80 Views Asked by At

I don't understand how given

  • $X$ is $m \times n$
  • $\Sigma$ is positive definite

  • $f=\theta^TX(\Sigma^{-1})^TX^T\theta$

How is $df/d\theta = 2X\Sigma^{-1}X^T\theta$.

1

There are 1 best solutions below

2
On BEST ANSWER

OK, here is how this works. Call $A = X (\Sigma)^{-T} X^T$ and note that $A^T=A$. Now we write the quadratic form $Q$ as

$$Q = \theta A \theta^T = \theta_i A_{ij} \theta_j = A_{ij} \theta_i \theta_j$$

Where summation convention is implied.

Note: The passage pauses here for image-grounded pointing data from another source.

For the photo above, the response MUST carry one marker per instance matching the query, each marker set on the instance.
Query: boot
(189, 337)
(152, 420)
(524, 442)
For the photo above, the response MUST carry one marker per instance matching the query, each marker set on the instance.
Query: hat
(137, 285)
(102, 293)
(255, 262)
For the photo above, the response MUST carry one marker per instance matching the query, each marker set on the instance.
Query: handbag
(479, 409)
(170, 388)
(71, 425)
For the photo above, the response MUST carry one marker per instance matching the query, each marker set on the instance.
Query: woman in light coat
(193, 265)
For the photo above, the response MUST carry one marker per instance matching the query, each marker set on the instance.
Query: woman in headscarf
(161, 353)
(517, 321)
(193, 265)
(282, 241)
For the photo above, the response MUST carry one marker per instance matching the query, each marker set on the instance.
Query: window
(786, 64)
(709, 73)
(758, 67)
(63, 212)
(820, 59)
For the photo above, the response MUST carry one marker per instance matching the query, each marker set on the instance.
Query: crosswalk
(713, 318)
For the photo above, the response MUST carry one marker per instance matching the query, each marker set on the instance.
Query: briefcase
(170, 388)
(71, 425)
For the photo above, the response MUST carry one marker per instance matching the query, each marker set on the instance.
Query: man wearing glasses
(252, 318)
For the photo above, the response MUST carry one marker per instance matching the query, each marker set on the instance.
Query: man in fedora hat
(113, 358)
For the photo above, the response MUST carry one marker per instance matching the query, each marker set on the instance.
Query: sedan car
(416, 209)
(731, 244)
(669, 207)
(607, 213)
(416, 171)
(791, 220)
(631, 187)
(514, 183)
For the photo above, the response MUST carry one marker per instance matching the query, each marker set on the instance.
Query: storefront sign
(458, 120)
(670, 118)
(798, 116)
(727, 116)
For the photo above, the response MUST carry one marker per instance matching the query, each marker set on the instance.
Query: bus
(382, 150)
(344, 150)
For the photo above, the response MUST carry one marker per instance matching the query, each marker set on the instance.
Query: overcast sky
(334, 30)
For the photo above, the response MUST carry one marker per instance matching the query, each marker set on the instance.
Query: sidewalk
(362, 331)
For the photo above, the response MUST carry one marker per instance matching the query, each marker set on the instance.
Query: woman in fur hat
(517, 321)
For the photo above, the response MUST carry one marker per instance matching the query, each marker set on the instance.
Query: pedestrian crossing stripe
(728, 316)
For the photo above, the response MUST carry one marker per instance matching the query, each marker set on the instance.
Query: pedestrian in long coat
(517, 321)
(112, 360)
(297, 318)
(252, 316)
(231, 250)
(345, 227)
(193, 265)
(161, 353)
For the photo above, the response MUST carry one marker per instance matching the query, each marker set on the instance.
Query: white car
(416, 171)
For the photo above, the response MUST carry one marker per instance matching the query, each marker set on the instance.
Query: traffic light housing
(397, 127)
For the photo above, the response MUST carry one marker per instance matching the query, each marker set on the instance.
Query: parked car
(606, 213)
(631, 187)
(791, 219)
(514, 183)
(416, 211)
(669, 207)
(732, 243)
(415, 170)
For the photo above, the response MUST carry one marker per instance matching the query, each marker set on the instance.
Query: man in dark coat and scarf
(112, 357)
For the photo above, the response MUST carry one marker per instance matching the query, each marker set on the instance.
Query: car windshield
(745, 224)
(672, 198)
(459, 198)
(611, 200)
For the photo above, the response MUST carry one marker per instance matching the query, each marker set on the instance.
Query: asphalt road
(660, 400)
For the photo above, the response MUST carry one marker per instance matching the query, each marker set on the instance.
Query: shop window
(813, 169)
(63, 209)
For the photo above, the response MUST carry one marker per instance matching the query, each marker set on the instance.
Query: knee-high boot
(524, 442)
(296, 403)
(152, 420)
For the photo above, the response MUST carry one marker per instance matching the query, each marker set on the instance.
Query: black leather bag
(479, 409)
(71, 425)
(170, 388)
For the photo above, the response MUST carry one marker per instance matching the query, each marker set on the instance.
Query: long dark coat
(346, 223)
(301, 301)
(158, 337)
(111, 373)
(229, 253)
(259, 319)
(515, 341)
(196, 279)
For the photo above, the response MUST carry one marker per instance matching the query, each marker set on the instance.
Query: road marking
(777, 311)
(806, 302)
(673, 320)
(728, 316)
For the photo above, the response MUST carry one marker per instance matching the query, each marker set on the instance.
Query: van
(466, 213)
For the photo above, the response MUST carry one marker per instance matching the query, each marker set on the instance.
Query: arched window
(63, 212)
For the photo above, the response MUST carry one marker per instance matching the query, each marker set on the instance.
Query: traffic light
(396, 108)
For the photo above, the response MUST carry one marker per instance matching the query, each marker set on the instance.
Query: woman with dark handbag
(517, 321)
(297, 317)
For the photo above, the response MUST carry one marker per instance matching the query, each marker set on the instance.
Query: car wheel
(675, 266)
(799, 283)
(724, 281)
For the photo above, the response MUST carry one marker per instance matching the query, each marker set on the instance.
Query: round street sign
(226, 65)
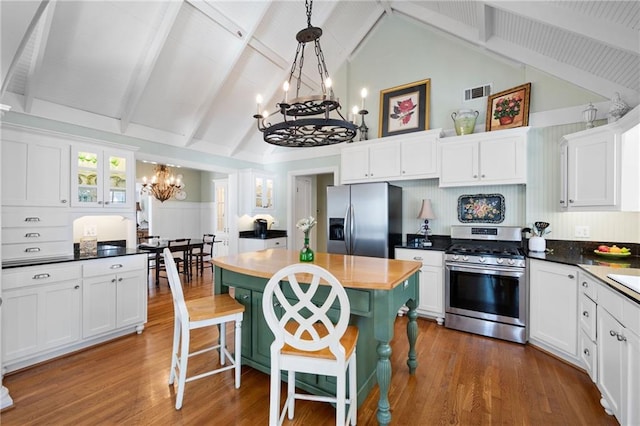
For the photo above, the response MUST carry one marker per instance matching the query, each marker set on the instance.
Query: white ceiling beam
(286, 70)
(568, 19)
(485, 21)
(579, 77)
(33, 25)
(40, 43)
(245, 35)
(147, 63)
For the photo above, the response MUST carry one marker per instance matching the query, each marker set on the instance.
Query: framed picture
(509, 108)
(481, 208)
(405, 109)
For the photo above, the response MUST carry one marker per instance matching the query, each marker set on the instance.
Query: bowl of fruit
(613, 251)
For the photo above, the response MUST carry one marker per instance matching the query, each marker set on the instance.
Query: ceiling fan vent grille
(477, 92)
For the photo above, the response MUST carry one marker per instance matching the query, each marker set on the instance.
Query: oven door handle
(514, 272)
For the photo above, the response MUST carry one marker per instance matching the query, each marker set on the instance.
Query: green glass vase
(306, 254)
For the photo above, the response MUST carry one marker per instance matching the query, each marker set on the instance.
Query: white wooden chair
(214, 310)
(306, 339)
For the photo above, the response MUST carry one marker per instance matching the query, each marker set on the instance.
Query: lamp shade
(426, 212)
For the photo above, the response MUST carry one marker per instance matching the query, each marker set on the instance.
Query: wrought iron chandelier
(298, 129)
(163, 184)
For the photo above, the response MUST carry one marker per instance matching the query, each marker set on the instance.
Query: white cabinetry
(599, 167)
(491, 158)
(113, 295)
(619, 355)
(54, 309)
(431, 283)
(587, 338)
(257, 192)
(35, 233)
(35, 170)
(255, 244)
(41, 309)
(402, 157)
(102, 177)
(553, 308)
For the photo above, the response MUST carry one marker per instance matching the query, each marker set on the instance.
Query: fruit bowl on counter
(613, 251)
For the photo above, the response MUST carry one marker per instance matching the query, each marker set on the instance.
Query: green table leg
(412, 335)
(383, 373)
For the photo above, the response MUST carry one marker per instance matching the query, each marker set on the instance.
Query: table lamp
(426, 213)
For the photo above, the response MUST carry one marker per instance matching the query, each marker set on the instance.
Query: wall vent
(477, 92)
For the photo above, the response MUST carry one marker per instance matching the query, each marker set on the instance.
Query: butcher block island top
(357, 272)
(377, 289)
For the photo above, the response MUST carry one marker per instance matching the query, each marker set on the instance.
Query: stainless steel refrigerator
(364, 219)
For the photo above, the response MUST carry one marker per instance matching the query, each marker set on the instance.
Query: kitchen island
(377, 288)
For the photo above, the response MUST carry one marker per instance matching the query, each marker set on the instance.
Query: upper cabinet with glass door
(102, 178)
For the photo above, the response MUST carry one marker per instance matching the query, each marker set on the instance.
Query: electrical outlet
(91, 230)
(582, 232)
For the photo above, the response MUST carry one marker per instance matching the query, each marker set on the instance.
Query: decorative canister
(464, 121)
(537, 244)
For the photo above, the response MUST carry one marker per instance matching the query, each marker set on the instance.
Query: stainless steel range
(486, 285)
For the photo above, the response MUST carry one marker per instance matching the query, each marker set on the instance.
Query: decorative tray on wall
(481, 208)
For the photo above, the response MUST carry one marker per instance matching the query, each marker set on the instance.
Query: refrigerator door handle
(352, 236)
(347, 233)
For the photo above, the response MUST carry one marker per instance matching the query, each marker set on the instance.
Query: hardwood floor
(461, 379)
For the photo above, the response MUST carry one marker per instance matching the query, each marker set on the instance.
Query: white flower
(306, 223)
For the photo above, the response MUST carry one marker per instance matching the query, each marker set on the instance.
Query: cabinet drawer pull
(41, 276)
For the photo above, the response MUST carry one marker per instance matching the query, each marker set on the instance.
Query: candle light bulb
(363, 93)
(259, 102)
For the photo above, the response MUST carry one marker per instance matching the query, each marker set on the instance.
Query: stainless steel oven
(486, 283)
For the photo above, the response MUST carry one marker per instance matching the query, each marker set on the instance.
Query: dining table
(159, 246)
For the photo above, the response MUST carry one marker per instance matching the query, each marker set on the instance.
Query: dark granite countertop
(271, 233)
(438, 242)
(103, 253)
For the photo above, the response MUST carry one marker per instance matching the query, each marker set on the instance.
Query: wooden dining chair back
(206, 253)
(183, 257)
(216, 310)
(308, 311)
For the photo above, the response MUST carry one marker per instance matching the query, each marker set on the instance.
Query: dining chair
(182, 259)
(151, 257)
(216, 310)
(311, 335)
(205, 254)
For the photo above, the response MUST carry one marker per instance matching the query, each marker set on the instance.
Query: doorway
(308, 197)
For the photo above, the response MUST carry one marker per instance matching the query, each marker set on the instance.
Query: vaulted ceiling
(185, 73)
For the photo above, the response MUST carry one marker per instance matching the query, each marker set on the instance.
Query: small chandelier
(297, 132)
(163, 184)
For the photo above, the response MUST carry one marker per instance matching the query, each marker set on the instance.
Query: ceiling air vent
(477, 92)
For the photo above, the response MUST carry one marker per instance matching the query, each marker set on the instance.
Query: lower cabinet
(619, 356)
(553, 309)
(431, 281)
(54, 309)
(41, 310)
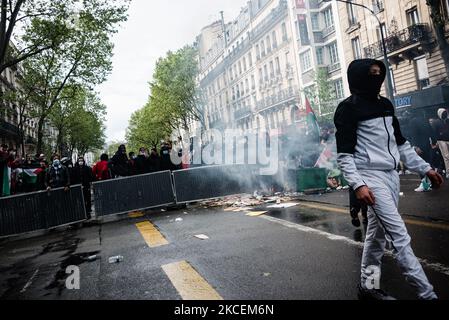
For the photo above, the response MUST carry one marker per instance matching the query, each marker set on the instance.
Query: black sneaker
(374, 294)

Now, take the derivative with respect to $\theta_k$ to obtain

$$\begin{align} \frac{\partial Q}{\partial \theta_k} &= A_{ij} ( \frac{\partial \theta_i}{\partial \theta_k} \theta_j + \theta_i \frac{\partial \theta_j}{\partial \theta_k} ) \\ &= A_{ij} ( \delta_{ik} \theta_j + \theta_i \delta_{jk} ) \\ &= A_{kj} \theta_j + A_{ik} \theta_i \\ &= A_{kj} \theta_j + A_{jk} \theta_j \\ &= 2 A_{kj} \theta_j \\ \end{align}$$

which is equivalent to

$$\begin{align} \frac{\partial Q}{\partial \theta} &= 2 A\theta \\ &= 2 X (\Sigma)^{-T} X^T \theta \end{align}$$

I may give you some intuition to remember this matrix identity once and for all. Consider the quadratic form $Q$ as a simple single variable function of $\theta$. So $Q=A\theta^2$ and then take the derivative to get $2A\theta$. However, this is just for remembering and not actually presents what is happening.